Não há outra solução para combater essa anomalia social que não o investimento por parte da sociedade como um todo na melhoria das condições de vida dessas populações. Investimento sobretudo em educação, pois somente esta eleva o grau de compreensão dos problemas e dá instrumentos aos que os sofrem para possam enfrentá-los dignamente e vencê-los.
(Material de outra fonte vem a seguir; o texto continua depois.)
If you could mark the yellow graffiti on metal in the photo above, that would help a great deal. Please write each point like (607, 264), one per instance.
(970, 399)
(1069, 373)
Como diz Kardec, não apenas a educação vinda dos livros, mas aquela que “consiste na arte de formar caracteres, a que incute hábitos, porquanto a educação é o conjutno dos hábitos adquiridos.” Em segundo lugar, é preciso um investimento seguro e permanente no desenvolvimento econômico dessas regiões, para que fontes de trabalho digno apareçam e tornem dispensáveis práticas como esta, objeto da reportagem.

Por fim - e talvez o mais poderoso instrumento de combate a semelhantes práticas – é fundamental um esforço de evangelização, para que essas jovens compreendam o real motivo de suas passagens pela vida terrena e a vejam com um olhar mais profundo, visando a vida futura que lhes aguarda. E a evangelização espírita, levada a efeito desde a infância, mostra a importância do corpo físico para a nossa evolução enquanto espíritos imortais, construindo a vida futura que nos aguarda. Ensina que o recebemos por empréstimo, por misericórdia de Deus, a quem devemos prestar contas, após dele nos afastarmos. Deve ser utilizado sempre com vistas à nossa destinação e não para satisfazer prazeres da carne ou para obtenção de valores materiais, ainda que nas circunstâncias apontadas.

  • Sergio Rodrigues é espírita e colaborador do Espiritismo.Net.